Contrariamente àquilo que vai ser o discurso oficial, este papa foi desferindo golpes constantes contra a relação da Igreja com o mundo contemporâneo. Só a título de exemplo, basta referir a sua desconfiança em relação aos avanços da ciência (vertida nos documentos de condenação acima referidos), a sua incapacidade para perceber que o lugar da mulher não é nem pode ser apenas o lar e a família, que tem direito a intervir, em pé de igualdade com os homens, na vida pública, e que esse lugar da mulher no mundo não pode ocorrer apenas fora das fronteiras da Igreja, mas também dentro, permitindo que tenha acesso aos mesmos cargos que os homens e que intervenha em todos os domínios da vida da Igreja. O seu conservadorismo cegava-o, impedindo-o de reconhecer a bondade das novas realidades emergentes. Tudo o que não se enquadrasse dentro dos seus apertados esquemas mentais era condenado. Num tal contexto, tornou-se impensável qualquer reforma da Igreja no sentido da sua democratização, do reconhecimento efetivo da igualdade entre todos os cristãos e da criação de um clima de liberdade de pensamento e ação que permitisse experiências diversificadas de vida cristã.
Manifesta-se assim com clareza a razão por que João Paulo II é apressadamente elevado às honras dos altares. Serviu o modelo conservador e medieval de Igreja, inteiramente defendido pelo seu sucessor e pela trupe de cardeais que pululam nas instituições vaticanas. É o sistema a alimentar-se a si mesmo.

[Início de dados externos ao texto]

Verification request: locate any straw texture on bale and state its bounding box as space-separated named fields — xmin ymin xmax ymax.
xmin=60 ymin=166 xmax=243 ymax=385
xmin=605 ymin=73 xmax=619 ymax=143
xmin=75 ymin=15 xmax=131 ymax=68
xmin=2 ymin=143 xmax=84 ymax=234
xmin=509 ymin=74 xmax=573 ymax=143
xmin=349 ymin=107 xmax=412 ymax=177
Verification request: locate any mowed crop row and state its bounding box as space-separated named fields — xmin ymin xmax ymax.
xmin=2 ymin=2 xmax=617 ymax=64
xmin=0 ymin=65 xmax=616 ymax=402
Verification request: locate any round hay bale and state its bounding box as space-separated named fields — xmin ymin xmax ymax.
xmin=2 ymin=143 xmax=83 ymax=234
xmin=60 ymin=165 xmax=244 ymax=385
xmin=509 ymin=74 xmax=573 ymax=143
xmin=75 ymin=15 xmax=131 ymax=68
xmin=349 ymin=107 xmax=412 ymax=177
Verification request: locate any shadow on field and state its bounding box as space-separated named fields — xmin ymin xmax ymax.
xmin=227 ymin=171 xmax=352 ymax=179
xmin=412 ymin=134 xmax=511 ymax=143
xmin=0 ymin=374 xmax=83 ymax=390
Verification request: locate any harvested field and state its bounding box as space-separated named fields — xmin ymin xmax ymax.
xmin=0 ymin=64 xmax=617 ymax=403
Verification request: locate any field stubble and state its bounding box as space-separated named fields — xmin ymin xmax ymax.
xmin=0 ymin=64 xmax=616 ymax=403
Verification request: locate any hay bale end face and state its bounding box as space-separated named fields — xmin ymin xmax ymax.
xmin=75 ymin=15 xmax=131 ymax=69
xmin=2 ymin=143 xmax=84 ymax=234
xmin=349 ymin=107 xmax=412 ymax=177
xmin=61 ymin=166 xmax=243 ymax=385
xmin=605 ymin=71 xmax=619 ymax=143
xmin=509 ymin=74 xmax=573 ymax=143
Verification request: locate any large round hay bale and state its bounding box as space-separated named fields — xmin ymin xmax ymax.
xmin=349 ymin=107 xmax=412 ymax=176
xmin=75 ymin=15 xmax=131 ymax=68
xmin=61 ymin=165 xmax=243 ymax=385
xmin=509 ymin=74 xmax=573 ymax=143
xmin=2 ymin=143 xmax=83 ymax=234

Este texto foi escrito ao abrigo do novo acordo ortográfico.

1 comentário:

  1. O Papa João Paulo II foi uma figura inspiradora e emblemática para mim na minha juventude.
    Considero-o um homem doce, sereno e com uma grande capacidade de diálogo com os jovens e com as outras religiões.
    Respeitando o pensamento diferente deste post, eu não partilho desta opinião e deixo aqui o meu tributo pessoal à que considero ser a grande personalidade religiosa do saudoso João Paulo Segundo a quem abanei o lenço branco em saudação de boas-vindas a Lisboa era eu uma jovem entre milhares que o aclamaram nos anos oitenta.